Poste Italiane

Domani è l'ultimo giorno per le prenotazioni, il collocamento dovrebbe essere il 27 ottobre.

Qualcuno di voi ci ha fatto un pensiero?

A quanto pare potrebbe essere interessante (sia per una mossa speculativa che non):

L’IPO di Poste Italiane dovrebbe portare sul mercato fino ad un massimo di 453 milioni di azioni ordinarie pari al 40% del capitale della società, di cui il 30% sarà riservato alla sottoscrizione del pubblico retail. Il prezzo di collocamento oscillerà tra un minimo non vincolante di 6 euro ed un massimo vincolante di 7,5 euro.
Le prospettive di crescita sono molto buone ed incoraggianti: i primi 6 mesi del 2015 si sono chiusi con ricavi totali per 16 miliardi di euro, in crescita del 7%, ed un utile netto di 435 milioni, praticamente raddoppiato rispetto ai 222 milioni dello stesso periodo del 2014. La politica di dividendi è stata già delineata per i prossimi anni: gli utili dell'anno 2015 e 2016 verranno redistribuiti all'80% agli azionisti e il rimanente 20% rimarrà nella società per eventuali investimenti.
Nel complesso la valutazione è positiva e il pricing appare equilibrato soprattutto alla luce del potenziale di crescita della società (tasso atteso di crescita degli utili che arriva a superare il 30%).
Da non dimenticare infine il “bonus fedeltà” per gli azionisti che manterranno il titolo per almeno un anno: 1 azione ogni 20 possedute, ovvero un rendimento del 5% garantito.

5 - Commenti

Luca Discacciati - 20/10/2015 09:30 Rispondi

Molto interessante... non so perchè sono combattuto!
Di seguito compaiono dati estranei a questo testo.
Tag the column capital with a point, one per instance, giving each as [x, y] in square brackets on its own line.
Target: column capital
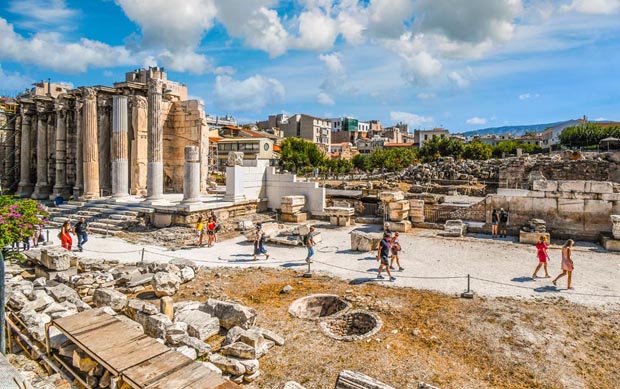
[155, 86]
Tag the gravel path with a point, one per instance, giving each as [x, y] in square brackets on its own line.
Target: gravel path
[506, 266]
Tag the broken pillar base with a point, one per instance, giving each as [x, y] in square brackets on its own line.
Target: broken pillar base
[294, 218]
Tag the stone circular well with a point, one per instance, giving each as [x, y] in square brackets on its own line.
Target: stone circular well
[317, 306]
[350, 326]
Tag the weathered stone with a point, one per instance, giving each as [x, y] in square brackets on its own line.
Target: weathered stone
[187, 274]
[115, 299]
[199, 324]
[56, 258]
[230, 314]
[239, 350]
[227, 365]
[165, 284]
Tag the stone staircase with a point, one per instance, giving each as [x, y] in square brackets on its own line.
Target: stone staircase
[103, 218]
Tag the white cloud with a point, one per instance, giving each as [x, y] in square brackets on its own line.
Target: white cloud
[411, 119]
[526, 96]
[325, 99]
[601, 7]
[252, 94]
[48, 50]
[476, 120]
[13, 81]
[43, 14]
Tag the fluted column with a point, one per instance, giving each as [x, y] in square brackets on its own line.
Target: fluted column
[60, 185]
[25, 186]
[41, 188]
[155, 166]
[120, 147]
[90, 154]
[191, 176]
[78, 187]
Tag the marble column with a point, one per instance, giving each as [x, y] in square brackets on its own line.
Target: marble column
[25, 186]
[60, 185]
[78, 187]
[191, 176]
[120, 147]
[42, 188]
[155, 165]
[90, 153]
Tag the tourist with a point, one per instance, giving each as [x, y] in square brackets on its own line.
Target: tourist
[503, 222]
[81, 230]
[210, 231]
[199, 231]
[65, 235]
[395, 248]
[382, 255]
[259, 242]
[543, 257]
[310, 243]
[494, 221]
[567, 263]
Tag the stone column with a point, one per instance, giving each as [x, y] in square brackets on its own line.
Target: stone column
[60, 185]
[155, 166]
[79, 171]
[25, 186]
[120, 148]
[90, 153]
[191, 176]
[41, 188]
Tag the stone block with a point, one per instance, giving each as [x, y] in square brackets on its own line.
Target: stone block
[110, 297]
[401, 226]
[200, 325]
[532, 237]
[389, 196]
[293, 200]
[56, 258]
[545, 186]
[572, 186]
[294, 218]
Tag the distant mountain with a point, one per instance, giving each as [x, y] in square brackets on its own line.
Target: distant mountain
[514, 130]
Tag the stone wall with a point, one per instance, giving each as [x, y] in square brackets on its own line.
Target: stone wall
[576, 209]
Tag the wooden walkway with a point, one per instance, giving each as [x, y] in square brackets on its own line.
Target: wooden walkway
[141, 361]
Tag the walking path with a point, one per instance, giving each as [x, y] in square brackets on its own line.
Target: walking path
[499, 268]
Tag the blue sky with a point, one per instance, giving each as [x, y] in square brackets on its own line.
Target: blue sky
[461, 64]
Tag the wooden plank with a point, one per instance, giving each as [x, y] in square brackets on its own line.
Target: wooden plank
[131, 354]
[156, 368]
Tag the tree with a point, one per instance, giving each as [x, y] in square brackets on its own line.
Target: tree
[477, 150]
[18, 218]
[299, 154]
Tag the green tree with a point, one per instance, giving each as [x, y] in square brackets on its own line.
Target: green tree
[18, 218]
[477, 150]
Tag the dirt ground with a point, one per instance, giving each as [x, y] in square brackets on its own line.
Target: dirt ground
[426, 336]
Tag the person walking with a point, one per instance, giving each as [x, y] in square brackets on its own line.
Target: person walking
[81, 230]
[567, 263]
[310, 243]
[210, 232]
[494, 221]
[543, 256]
[395, 250]
[383, 254]
[259, 242]
[503, 222]
[199, 231]
[65, 235]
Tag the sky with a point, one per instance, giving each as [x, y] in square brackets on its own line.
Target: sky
[457, 64]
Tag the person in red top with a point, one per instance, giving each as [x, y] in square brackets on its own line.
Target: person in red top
[543, 257]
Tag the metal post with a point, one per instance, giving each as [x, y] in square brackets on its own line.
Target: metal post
[2, 317]
[468, 294]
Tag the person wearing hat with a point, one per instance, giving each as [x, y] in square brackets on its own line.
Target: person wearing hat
[503, 222]
[259, 242]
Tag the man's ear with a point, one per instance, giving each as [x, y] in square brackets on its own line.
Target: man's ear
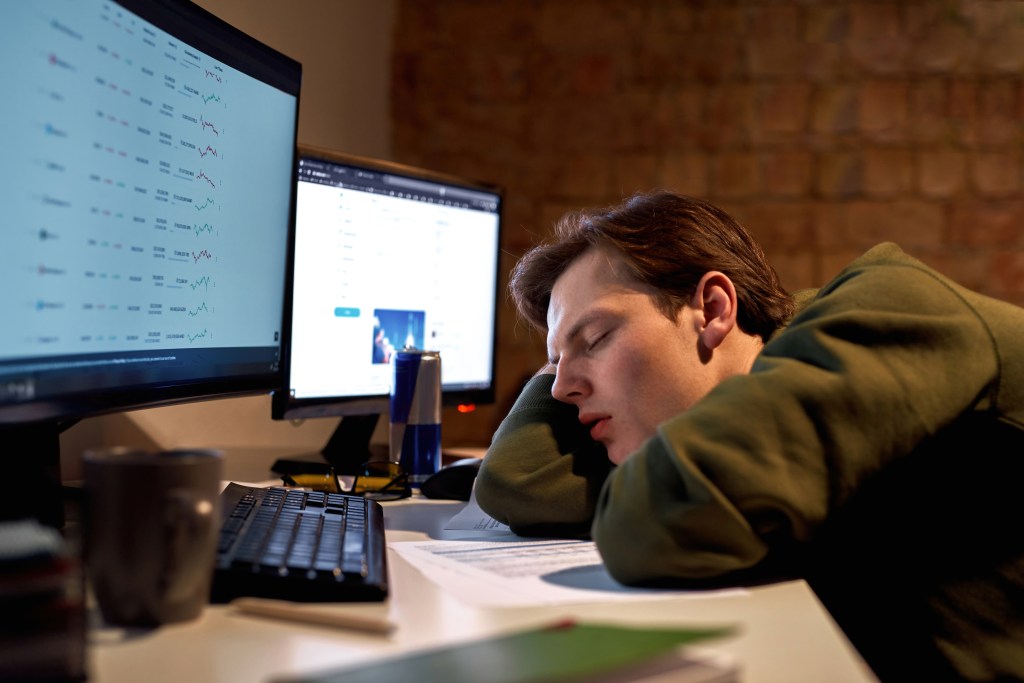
[715, 298]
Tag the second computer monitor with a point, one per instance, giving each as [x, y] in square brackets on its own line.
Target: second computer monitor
[387, 256]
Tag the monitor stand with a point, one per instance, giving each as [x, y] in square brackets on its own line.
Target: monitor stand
[344, 452]
[349, 445]
[32, 465]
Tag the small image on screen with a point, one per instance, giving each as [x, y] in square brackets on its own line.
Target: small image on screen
[395, 330]
[388, 257]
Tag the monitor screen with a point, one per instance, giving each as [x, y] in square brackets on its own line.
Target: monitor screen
[388, 256]
[147, 178]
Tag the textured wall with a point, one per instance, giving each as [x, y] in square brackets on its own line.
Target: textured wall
[823, 126]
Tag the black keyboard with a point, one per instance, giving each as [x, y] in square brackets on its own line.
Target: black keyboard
[299, 545]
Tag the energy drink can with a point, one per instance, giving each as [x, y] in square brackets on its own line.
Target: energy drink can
[416, 413]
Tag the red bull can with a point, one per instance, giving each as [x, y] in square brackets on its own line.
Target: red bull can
[416, 413]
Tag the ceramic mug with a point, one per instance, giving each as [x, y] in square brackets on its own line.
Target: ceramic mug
[152, 521]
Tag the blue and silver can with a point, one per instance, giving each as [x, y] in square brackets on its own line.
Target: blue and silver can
[416, 413]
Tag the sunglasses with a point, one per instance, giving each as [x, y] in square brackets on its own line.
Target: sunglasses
[379, 480]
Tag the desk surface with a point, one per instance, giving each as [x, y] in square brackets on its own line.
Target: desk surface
[784, 633]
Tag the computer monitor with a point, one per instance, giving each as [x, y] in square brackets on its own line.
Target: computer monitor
[386, 256]
[147, 182]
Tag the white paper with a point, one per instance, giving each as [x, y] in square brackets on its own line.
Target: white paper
[513, 571]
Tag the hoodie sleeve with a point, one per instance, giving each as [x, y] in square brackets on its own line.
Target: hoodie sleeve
[542, 473]
[886, 356]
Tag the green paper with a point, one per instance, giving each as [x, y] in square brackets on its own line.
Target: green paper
[560, 652]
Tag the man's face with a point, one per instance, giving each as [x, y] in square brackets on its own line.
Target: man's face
[620, 359]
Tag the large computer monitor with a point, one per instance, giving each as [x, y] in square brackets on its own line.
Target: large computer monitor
[147, 187]
[386, 255]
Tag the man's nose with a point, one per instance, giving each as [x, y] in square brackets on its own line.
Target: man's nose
[569, 386]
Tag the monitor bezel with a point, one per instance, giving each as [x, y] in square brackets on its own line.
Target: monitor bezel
[287, 407]
[205, 31]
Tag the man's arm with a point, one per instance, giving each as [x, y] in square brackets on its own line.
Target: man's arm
[543, 472]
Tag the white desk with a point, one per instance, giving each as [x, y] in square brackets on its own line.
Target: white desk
[784, 633]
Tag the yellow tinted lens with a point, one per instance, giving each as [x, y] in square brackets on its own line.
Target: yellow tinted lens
[365, 483]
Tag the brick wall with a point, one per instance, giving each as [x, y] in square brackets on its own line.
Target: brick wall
[823, 126]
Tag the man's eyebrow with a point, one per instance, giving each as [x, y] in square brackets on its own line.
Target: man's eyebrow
[577, 330]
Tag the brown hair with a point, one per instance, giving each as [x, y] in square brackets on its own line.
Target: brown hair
[668, 242]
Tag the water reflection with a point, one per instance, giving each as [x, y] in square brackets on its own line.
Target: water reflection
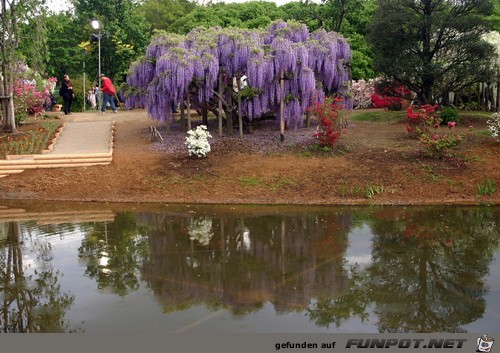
[398, 269]
[32, 300]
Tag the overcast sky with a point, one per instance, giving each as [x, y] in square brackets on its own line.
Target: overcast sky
[62, 5]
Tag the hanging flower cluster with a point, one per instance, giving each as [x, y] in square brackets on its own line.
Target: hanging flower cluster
[308, 66]
[197, 141]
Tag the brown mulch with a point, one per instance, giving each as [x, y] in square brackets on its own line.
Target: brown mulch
[373, 163]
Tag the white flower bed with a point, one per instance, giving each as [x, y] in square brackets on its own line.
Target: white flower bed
[197, 141]
[494, 125]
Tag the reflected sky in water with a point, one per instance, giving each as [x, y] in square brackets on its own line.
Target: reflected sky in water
[203, 269]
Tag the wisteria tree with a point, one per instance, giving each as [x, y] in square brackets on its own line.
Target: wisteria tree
[288, 70]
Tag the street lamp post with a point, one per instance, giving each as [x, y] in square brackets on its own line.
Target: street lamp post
[96, 26]
[84, 90]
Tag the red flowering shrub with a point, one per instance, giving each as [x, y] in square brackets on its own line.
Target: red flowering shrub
[331, 115]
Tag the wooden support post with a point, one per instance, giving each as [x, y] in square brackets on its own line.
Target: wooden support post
[188, 102]
[220, 104]
[240, 117]
[282, 105]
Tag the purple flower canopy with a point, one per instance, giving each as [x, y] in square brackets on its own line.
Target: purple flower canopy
[313, 65]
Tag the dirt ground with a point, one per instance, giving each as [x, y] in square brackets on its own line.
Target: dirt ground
[375, 163]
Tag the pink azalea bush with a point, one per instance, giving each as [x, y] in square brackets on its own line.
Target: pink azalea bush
[28, 98]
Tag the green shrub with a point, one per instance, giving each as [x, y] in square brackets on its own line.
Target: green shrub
[448, 115]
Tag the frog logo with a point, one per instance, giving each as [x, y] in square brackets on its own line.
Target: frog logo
[484, 343]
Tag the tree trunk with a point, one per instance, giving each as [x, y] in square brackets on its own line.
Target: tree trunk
[219, 115]
[282, 106]
[498, 93]
[229, 116]
[188, 103]
[204, 114]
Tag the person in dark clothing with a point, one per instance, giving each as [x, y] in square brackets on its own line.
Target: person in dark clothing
[66, 91]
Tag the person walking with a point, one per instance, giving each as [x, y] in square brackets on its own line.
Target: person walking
[66, 91]
[108, 92]
[91, 98]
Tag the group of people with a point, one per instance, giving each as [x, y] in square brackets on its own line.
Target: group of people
[106, 94]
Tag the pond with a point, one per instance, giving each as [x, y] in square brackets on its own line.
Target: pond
[249, 269]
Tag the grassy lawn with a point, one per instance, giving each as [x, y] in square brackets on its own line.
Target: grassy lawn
[31, 138]
[381, 115]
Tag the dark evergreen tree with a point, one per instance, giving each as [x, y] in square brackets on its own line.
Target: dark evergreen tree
[432, 46]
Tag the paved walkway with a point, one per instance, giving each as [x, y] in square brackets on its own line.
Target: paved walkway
[80, 137]
[86, 139]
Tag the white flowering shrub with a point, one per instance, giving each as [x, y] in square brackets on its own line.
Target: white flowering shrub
[494, 125]
[197, 141]
[200, 229]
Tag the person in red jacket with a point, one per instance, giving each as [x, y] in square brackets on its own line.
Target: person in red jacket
[108, 92]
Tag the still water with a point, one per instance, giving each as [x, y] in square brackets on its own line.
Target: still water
[249, 269]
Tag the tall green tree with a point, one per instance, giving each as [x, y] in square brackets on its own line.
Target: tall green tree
[125, 33]
[161, 14]
[253, 14]
[12, 14]
[63, 38]
[432, 46]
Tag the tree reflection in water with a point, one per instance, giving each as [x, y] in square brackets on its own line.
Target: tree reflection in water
[426, 274]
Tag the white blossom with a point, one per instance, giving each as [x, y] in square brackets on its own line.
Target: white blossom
[494, 125]
[197, 141]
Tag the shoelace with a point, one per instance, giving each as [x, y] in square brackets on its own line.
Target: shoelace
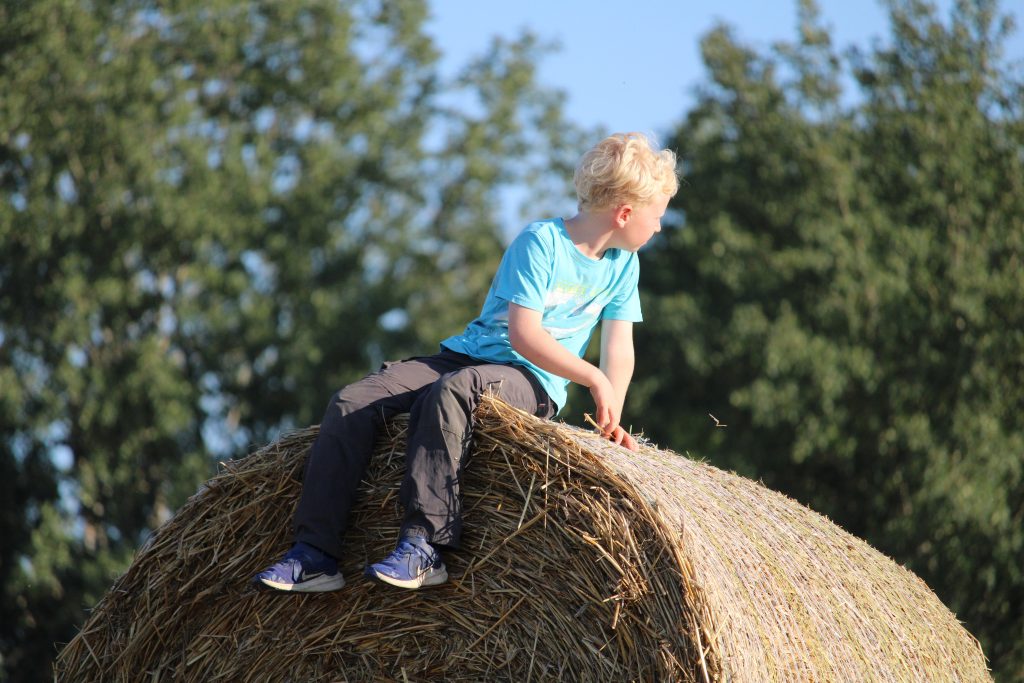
[407, 548]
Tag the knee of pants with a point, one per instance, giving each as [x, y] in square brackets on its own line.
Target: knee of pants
[343, 404]
[463, 385]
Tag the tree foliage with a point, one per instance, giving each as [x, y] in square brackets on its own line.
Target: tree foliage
[213, 214]
[843, 291]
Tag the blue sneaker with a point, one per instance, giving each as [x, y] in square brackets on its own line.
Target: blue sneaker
[304, 569]
[414, 564]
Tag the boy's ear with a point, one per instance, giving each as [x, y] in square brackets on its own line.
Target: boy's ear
[623, 214]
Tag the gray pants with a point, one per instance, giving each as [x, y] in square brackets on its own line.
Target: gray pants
[439, 392]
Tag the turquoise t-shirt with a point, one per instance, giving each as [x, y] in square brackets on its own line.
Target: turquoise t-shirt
[543, 270]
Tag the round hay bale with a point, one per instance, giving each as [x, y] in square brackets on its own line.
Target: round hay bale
[580, 561]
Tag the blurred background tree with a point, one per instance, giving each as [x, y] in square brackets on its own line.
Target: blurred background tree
[843, 289]
[213, 215]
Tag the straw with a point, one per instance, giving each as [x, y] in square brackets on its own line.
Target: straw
[580, 560]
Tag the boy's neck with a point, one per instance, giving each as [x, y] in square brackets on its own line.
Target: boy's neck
[592, 232]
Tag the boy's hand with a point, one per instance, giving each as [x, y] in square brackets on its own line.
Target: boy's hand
[617, 435]
[604, 403]
[623, 437]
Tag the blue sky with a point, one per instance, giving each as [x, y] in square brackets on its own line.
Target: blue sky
[633, 65]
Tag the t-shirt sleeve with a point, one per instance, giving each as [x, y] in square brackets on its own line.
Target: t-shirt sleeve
[626, 304]
[524, 273]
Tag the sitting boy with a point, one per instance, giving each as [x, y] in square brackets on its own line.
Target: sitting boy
[557, 279]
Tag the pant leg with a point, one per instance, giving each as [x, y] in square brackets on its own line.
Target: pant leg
[338, 459]
[442, 417]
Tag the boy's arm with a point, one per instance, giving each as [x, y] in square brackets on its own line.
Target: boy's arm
[616, 364]
[532, 342]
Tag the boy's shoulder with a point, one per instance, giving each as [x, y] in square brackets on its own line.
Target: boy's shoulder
[546, 228]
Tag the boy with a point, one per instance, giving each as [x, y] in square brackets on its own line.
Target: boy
[555, 282]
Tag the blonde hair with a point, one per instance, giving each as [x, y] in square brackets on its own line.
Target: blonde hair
[625, 168]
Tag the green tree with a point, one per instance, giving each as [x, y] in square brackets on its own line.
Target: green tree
[213, 214]
[843, 291]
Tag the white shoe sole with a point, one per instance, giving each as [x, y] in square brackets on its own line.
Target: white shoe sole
[431, 578]
[317, 585]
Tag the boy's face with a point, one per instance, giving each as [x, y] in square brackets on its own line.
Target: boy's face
[640, 223]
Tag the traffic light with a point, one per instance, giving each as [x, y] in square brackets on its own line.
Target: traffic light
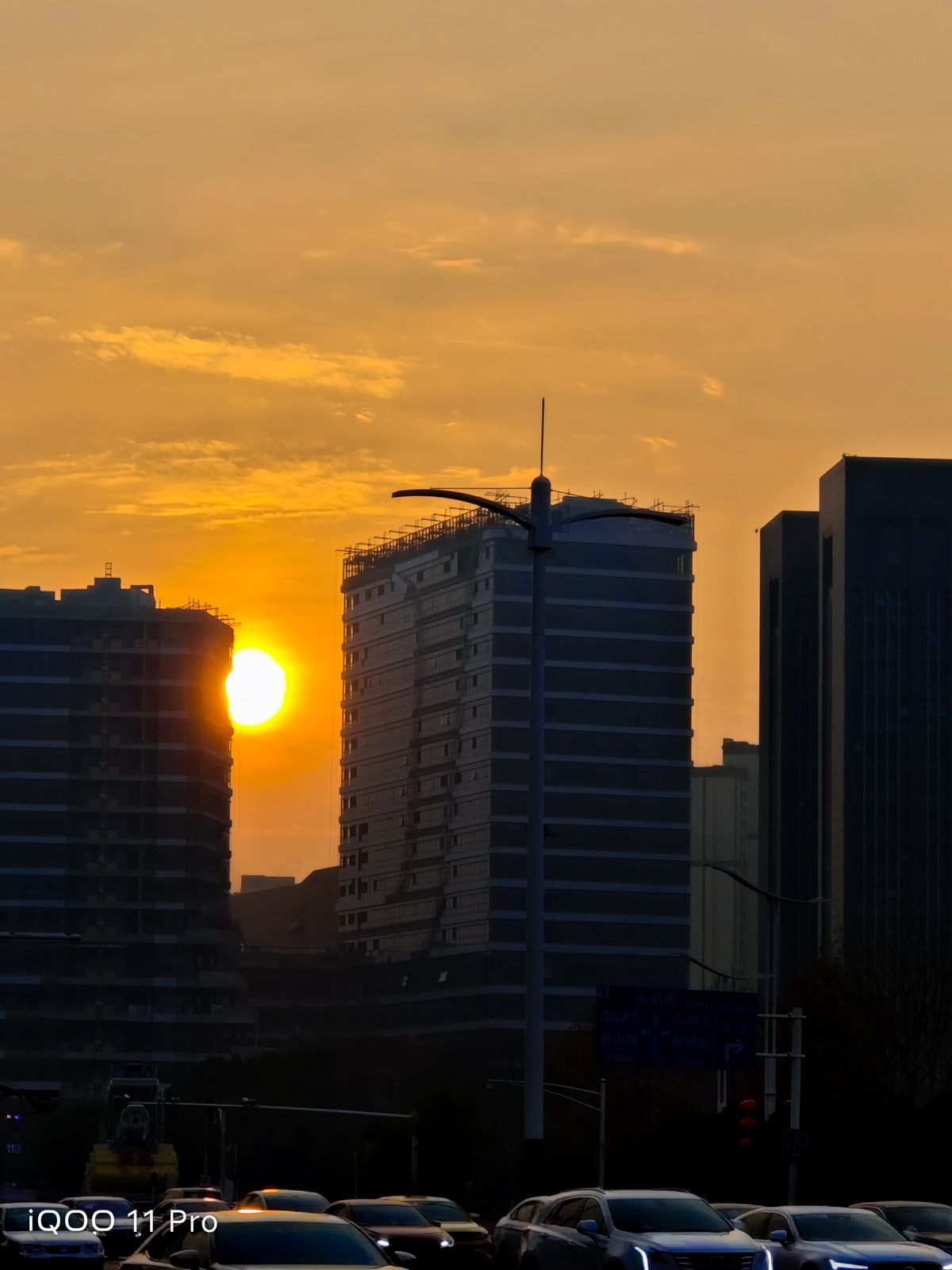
[749, 1122]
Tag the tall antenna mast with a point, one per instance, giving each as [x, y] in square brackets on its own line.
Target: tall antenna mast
[543, 440]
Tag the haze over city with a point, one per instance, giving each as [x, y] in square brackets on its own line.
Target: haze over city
[257, 273]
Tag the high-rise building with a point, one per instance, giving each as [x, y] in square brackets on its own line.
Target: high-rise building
[857, 706]
[886, 700]
[724, 836]
[790, 587]
[436, 762]
[114, 818]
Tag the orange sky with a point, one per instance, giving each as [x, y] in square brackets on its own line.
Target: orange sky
[260, 264]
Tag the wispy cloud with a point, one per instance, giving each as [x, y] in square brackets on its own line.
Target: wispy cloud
[240, 357]
[220, 483]
[606, 235]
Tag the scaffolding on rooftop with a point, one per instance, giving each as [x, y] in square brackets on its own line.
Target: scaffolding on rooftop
[436, 529]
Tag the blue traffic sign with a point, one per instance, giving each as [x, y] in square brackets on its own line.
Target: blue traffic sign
[677, 1028]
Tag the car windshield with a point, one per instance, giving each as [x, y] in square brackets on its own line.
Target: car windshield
[117, 1206]
[18, 1218]
[442, 1210]
[386, 1214]
[932, 1218]
[295, 1244]
[292, 1203]
[846, 1229]
[681, 1216]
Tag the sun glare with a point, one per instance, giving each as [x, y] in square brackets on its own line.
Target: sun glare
[255, 687]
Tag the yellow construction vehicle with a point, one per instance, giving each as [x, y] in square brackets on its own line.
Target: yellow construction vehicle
[131, 1160]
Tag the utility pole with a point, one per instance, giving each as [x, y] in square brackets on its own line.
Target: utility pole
[797, 1060]
[602, 1115]
[772, 979]
[539, 525]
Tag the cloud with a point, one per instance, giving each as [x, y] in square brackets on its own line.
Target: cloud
[240, 357]
[215, 483]
[605, 235]
[461, 264]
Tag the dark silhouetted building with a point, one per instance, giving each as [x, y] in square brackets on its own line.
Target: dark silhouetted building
[790, 582]
[435, 766]
[885, 698]
[114, 819]
[856, 690]
[724, 832]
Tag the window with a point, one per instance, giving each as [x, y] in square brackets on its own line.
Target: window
[592, 1212]
[566, 1213]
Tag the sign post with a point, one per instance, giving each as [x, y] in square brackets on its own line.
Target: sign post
[677, 1028]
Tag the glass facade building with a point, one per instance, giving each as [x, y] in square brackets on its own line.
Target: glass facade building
[436, 757]
[114, 818]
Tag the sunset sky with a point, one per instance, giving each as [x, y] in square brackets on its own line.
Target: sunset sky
[263, 264]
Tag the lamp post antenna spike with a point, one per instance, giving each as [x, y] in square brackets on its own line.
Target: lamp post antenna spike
[543, 441]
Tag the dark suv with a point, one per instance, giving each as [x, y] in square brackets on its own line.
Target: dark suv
[636, 1230]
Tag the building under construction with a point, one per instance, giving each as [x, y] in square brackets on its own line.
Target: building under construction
[436, 756]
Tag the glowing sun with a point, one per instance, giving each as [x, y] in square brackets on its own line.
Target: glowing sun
[255, 687]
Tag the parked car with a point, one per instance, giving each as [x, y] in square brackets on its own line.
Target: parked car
[274, 1199]
[631, 1229]
[806, 1237]
[124, 1236]
[260, 1238]
[188, 1206]
[507, 1236]
[734, 1210]
[926, 1223]
[399, 1227]
[471, 1240]
[22, 1246]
massimo bonetti - 21/10/2015 18:04 Rispondi

Ci ho fatto un pensiero come ex dipendente. Sono fuori da quasi tre anni ed ho contribuito da quando è diventata SPA e con l'A.D. Passera, a raccogliere i premi degli assicurativi, ad incrementare i c/c e i prodotti di investimento, essendo stato promotore finanziario. Quindi non sono .....imparziale. Posso solo dire che nonostante l'elevato numero dei dipendenti (peraltro in continuo calo) i costi  del personale sono nettamente inferiori a quelli bancari e non essendo propiamente una banca non si corre il rischio di trovarsi in pancia troppi derivati (vedi deutche bank). Unico neo dover sostenere il servizio universale che è la vera palla al piede.

Valerio Zambelli - 02/12/2015 10:01 Rispondi

Alla fine ho comprato un po' di azioni, dopo il collocamento, quindi a prezzo inferiore rispetto ai 7,50 euro iniziali. Ora stanno performando molto bene (più del 5% du guadagno) e sono indeciso se venderle già oppure mantenere in portafoglio. Voi cosa fareste?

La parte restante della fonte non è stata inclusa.